So you want to work at OpenAI? Here’s what it takes

 

By Ainsley Harris

 

Diane Yoon joined OpenAI five years ago, when the startup was a nonprofit organization with a few dozen employees and AI was the stuff of science fiction. She spent a year working as an operations manager, before moving over to human resources. As Yoon grew into her role, OpenAI grew, too: Today, she’s VP of people, overseeing 375 employees. The technology that was a dream at OpenAI’s founding, in 2015, is now in the hands of millions of people.

San Francisco-based OpenAI has had a breakout year, thanks to the runaway success of its chatbot, ChatGPT, which launched in research preview in November and attracted 1 million users in its first week, making it one of the fastest-growing technology products in history. OpenAI’s innovative approach to deploying its technology to mass audiences earned it a place atop Fast Company‘s list of the Most Innovative Companies of 2023. (Read our profile on Mira Murati and how OpenAI innovates.)

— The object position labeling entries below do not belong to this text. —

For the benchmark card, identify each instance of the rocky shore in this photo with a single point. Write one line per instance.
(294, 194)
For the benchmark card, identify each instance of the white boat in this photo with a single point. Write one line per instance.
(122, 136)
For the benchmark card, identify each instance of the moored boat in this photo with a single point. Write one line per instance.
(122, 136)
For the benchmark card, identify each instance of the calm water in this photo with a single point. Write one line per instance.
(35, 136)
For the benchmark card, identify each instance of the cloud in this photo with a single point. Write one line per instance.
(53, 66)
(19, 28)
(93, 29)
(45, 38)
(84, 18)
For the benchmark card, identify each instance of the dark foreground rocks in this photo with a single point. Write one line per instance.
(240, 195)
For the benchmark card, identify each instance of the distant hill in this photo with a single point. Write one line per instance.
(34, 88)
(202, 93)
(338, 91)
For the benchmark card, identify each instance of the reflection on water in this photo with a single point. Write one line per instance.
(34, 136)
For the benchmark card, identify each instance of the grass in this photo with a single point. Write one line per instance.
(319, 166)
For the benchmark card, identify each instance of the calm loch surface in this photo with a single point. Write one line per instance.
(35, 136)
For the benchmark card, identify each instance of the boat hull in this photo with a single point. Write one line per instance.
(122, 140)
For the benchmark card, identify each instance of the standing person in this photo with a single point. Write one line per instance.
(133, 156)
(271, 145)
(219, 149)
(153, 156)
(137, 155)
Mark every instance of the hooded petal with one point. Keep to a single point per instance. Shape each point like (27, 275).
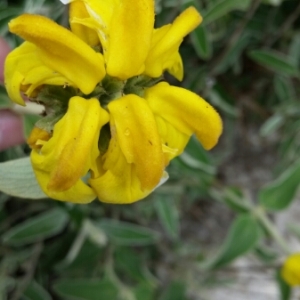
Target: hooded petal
(186, 112)
(133, 164)
(165, 44)
(25, 71)
(71, 152)
(290, 271)
(125, 30)
(61, 50)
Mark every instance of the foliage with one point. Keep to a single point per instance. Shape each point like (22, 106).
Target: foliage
(244, 59)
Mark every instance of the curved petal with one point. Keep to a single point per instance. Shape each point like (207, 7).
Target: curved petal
(165, 44)
(78, 11)
(25, 71)
(125, 30)
(185, 111)
(71, 152)
(173, 140)
(133, 164)
(290, 271)
(61, 50)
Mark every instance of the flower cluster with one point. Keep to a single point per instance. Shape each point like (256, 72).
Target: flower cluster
(111, 124)
(290, 271)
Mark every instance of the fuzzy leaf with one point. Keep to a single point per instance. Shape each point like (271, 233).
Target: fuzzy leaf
(17, 179)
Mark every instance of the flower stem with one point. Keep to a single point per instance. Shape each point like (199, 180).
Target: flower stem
(261, 215)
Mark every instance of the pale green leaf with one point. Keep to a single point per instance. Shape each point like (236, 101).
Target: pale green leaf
(280, 193)
(168, 215)
(123, 233)
(37, 228)
(17, 179)
(242, 237)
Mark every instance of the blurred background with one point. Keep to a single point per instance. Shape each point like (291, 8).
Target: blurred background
(222, 225)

OpenAI is partnering with giants like Microsoft to develop generative AI products and going up against the likes of Google, but it remains a relatively small and tightly knit organization. That slow and deliberate approach to headcount growth is by design, says Yoon, giving OpenAI license to slowly and deliberately find the kind of talent that’s eager to do “the most creative work of their lives.” 

“Obviously, we have a résumé review process,” she says. “But for a lot of our roles, we explicitly look for experiences that may not land on a traditional résumé.” 

 

For example, OpenAI’s job application often asks candidates to provide an example of “impactful work” that they’ve done in the past. For Yoon, this question is the key to understanding how motivated someone is to push toward new discoveries. “Sometimes folks who have been [hired as] research scientists first implemented one of our models as a side project,” she says. “They didn’t necessarily have experience as a research scientist, but they were fascinated enough with the work to learn [the technology] and implement something on their own.” 

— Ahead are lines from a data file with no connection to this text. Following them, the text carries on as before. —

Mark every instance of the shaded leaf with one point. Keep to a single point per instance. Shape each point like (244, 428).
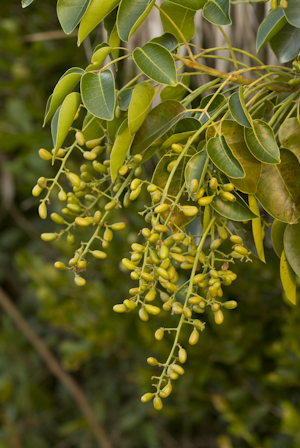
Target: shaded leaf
(221, 155)
(140, 104)
(181, 16)
(65, 85)
(261, 142)
(70, 12)
(288, 279)
(120, 149)
(278, 229)
(98, 94)
(131, 14)
(157, 123)
(279, 186)
(156, 62)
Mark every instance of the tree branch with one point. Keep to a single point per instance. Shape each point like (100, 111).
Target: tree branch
(54, 366)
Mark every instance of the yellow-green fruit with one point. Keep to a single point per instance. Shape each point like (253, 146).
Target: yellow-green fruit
(144, 316)
(194, 337)
(44, 154)
(59, 265)
(36, 191)
(79, 281)
(189, 210)
(165, 392)
(151, 309)
(230, 305)
(182, 355)
(161, 208)
(120, 308)
(206, 200)
(157, 403)
(80, 138)
(152, 361)
(176, 148)
(146, 397)
(159, 334)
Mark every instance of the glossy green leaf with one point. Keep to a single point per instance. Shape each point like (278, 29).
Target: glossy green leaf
(191, 4)
(131, 14)
(64, 86)
(257, 228)
(70, 12)
(160, 178)
(286, 43)
(278, 229)
(157, 123)
(217, 12)
(124, 97)
(176, 92)
(194, 169)
(292, 13)
(63, 120)
(235, 211)
(234, 136)
(157, 63)
(220, 154)
(237, 110)
(181, 16)
(261, 142)
(98, 94)
(278, 188)
(291, 243)
(95, 13)
(120, 149)
(288, 279)
(269, 27)
(140, 104)
(289, 135)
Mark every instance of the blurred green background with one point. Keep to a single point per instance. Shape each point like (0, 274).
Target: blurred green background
(241, 387)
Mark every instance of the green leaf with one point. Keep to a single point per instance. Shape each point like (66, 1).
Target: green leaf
(286, 43)
(235, 211)
(65, 85)
(124, 97)
(291, 242)
(98, 94)
(26, 3)
(292, 13)
(70, 12)
(131, 14)
(217, 12)
(261, 142)
(191, 4)
(95, 13)
(234, 136)
(278, 229)
(120, 149)
(289, 135)
(257, 228)
(288, 279)
(63, 120)
(278, 188)
(140, 104)
(181, 16)
(237, 110)
(157, 63)
(160, 178)
(194, 169)
(221, 155)
(269, 27)
(157, 123)
(176, 92)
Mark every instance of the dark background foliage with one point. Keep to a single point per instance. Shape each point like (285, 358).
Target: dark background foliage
(241, 387)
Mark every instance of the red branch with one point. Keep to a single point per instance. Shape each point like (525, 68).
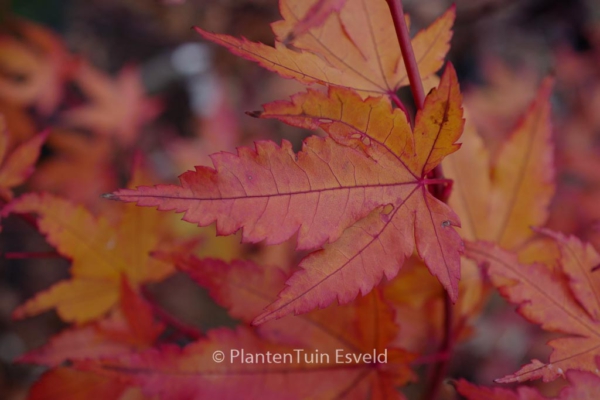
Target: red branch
(189, 331)
(441, 192)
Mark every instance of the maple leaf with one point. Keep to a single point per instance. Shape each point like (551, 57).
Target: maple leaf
(583, 386)
(564, 299)
(17, 166)
(42, 59)
(81, 168)
(356, 48)
(316, 15)
(273, 193)
(70, 384)
(118, 106)
(365, 326)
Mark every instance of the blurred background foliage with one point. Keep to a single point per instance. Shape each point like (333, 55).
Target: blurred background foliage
(147, 83)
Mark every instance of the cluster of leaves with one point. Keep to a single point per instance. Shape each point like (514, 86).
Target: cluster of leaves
(362, 200)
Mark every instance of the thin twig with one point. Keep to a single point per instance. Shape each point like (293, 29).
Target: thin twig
(189, 331)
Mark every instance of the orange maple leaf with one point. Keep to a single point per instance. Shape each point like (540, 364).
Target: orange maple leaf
(356, 48)
(499, 201)
(129, 327)
(565, 299)
(366, 326)
(42, 59)
(17, 165)
(370, 202)
(119, 107)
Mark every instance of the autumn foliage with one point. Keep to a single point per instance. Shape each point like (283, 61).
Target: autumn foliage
(357, 254)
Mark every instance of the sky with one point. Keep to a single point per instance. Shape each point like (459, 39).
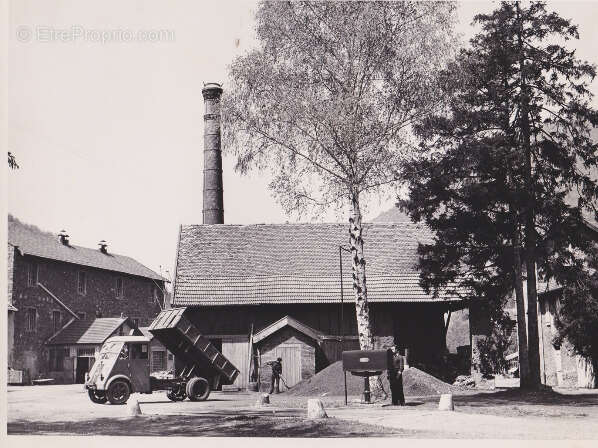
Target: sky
(106, 117)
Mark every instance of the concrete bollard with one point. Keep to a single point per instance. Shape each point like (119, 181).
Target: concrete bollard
(263, 399)
(446, 403)
(133, 408)
(315, 409)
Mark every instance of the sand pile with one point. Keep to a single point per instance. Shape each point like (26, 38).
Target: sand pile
(330, 382)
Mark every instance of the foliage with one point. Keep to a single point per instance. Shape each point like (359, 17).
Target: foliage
(12, 162)
(577, 315)
(494, 349)
(327, 100)
(512, 147)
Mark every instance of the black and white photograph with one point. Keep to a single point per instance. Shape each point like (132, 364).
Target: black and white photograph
(255, 222)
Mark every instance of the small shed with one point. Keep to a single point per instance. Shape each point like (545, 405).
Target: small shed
(296, 343)
(75, 347)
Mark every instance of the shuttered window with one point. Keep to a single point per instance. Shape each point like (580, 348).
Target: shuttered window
(119, 287)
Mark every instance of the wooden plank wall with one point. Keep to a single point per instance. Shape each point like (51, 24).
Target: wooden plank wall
(236, 350)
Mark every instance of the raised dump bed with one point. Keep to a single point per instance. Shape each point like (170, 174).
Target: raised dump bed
(173, 329)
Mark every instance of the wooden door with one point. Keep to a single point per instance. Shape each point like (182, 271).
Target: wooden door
(291, 362)
(236, 350)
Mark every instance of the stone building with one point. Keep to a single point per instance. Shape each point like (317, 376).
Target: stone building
(51, 282)
(75, 348)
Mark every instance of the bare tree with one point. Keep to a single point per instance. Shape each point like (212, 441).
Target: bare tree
(327, 102)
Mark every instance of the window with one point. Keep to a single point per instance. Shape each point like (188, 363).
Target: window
(119, 287)
(32, 274)
(57, 320)
(82, 282)
(31, 316)
(158, 360)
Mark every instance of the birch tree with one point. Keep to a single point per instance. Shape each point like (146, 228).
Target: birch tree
(327, 101)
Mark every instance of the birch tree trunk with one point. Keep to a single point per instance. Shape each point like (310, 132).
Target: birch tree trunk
(521, 324)
(362, 309)
(586, 373)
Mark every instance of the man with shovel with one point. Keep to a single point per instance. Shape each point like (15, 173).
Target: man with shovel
(395, 375)
(276, 373)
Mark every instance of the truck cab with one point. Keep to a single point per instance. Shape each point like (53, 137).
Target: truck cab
(123, 368)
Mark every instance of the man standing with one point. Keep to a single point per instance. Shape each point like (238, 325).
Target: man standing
(395, 376)
(276, 372)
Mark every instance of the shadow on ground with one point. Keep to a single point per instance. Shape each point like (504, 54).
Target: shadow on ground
(521, 397)
(213, 424)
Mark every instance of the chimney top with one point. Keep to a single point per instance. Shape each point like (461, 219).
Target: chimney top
(64, 238)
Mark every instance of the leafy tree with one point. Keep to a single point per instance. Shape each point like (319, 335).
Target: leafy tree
(327, 100)
(12, 162)
(513, 144)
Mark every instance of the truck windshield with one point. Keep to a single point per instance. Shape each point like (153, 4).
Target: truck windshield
(111, 350)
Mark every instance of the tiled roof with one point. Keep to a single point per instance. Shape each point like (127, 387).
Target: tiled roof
(89, 331)
(284, 322)
(32, 241)
(295, 263)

OpenAI’s vetting processes are not the most efficient approach to hiring, Yoon acknowledges. “It’s a little bit more white-glove,” she says. “But we found that that kind of investment has paid off for us in a really big way.”

OpenAI bucks hiring norms in other ways as well. “We don’t really care that much about a candidate’s pedigree—the degrees they have, what colleges they attended, what companies they’ve previously worked for,” Yoon says. “We really just care about skill and alignment [to our mission].” At other AI labs, PhDs are the norm. At OpenAI, there are research scientists with bachelor’s degrees, but nothing more. Others joined the organization straight out of high school. (OpenAI CEO Sam Altman is a Stanford dropout, setting the tone.)

 

Similarly, OpenAI downplays the academic barometers that typically accompany research work. “We’re a research organization at heart, but fundamentally, we’re trying to solve a problem,” Yoon says. “And when you’re trying to solve a problem, which is to make an AGI [artificial general intelligence] that is safe and beneficial for all, it is much more effective to try the simplest things first, like the dumb idea that that might just work and takes very little investment.”

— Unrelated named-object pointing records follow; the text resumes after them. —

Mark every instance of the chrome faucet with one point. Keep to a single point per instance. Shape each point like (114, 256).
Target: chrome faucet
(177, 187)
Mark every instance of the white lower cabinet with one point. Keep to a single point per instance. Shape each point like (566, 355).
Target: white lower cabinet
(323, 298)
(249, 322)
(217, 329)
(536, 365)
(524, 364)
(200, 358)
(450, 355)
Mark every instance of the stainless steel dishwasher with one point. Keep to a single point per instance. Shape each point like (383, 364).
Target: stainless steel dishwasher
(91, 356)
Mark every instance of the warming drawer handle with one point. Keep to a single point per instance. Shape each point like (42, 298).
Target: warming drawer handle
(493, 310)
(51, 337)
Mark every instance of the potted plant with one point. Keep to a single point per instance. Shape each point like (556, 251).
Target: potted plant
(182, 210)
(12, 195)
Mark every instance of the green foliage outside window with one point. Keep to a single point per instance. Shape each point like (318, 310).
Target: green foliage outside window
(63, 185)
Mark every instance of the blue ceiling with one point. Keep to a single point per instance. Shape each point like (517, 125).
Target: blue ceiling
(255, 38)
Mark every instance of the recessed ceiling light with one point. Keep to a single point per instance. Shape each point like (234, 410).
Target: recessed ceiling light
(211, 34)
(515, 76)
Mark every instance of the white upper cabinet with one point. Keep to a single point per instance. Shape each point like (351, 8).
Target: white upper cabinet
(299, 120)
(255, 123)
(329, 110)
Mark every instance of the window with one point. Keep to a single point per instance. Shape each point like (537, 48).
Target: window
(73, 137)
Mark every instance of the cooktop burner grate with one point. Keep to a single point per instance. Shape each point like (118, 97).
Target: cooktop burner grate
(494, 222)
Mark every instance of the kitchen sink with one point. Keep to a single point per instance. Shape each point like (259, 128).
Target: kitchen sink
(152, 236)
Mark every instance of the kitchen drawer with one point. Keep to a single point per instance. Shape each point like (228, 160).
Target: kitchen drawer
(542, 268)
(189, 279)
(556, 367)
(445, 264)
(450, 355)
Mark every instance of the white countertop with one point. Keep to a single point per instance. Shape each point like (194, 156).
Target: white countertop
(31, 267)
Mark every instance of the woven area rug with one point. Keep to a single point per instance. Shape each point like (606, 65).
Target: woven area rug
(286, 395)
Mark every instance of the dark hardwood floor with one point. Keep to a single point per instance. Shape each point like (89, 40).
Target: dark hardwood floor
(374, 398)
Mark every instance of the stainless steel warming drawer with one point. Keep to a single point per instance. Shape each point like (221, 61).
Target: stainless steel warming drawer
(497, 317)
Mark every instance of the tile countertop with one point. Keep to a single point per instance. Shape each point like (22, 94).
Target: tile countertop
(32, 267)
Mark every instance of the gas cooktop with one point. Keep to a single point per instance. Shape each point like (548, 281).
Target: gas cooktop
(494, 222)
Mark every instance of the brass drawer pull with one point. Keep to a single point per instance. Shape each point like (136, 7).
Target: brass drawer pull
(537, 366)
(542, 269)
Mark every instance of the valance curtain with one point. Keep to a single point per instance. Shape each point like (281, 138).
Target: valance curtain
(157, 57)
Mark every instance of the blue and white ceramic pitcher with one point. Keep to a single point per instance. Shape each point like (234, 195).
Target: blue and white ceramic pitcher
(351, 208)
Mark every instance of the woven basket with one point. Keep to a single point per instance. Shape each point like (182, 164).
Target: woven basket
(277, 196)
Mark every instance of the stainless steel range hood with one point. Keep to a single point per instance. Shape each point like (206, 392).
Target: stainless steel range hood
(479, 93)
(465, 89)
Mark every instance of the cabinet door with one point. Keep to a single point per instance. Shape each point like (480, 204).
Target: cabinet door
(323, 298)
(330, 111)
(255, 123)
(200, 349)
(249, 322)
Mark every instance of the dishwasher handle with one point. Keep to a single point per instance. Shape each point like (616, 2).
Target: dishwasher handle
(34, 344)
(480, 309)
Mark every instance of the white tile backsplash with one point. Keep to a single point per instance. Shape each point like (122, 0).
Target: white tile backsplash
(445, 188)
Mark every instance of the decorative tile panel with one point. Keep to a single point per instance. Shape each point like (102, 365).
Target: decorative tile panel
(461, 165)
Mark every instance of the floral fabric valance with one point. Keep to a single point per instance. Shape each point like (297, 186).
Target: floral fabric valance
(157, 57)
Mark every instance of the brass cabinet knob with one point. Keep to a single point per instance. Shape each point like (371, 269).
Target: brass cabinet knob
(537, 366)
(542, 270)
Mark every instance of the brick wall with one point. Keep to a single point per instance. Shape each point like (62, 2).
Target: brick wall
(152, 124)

For new hires, OpenAI reinforces its corporate culture through shared daily practices. Values like transparency and collaboration, for instance, are made real in the company cafeteria, where long communal tables set the stage for conversation. “We have this tradition where you go to lunch and sit wherever,” says Yoon. “People from across teams are expected to do a lot of cross-pollination. What’s the paper that I should read? What’s this technique I should share?”

Yoon has watched OpenAI transform over the years—restructuring to become a for-profit corporation with a nonprofit parent, moving to a new headquarters, adding staff. Yet it feels like much the same place as the day she started. “There’s a magic to working here,” she says, “and I think that magic is just you feel that your colleagues are trying to move in the same direction as you.”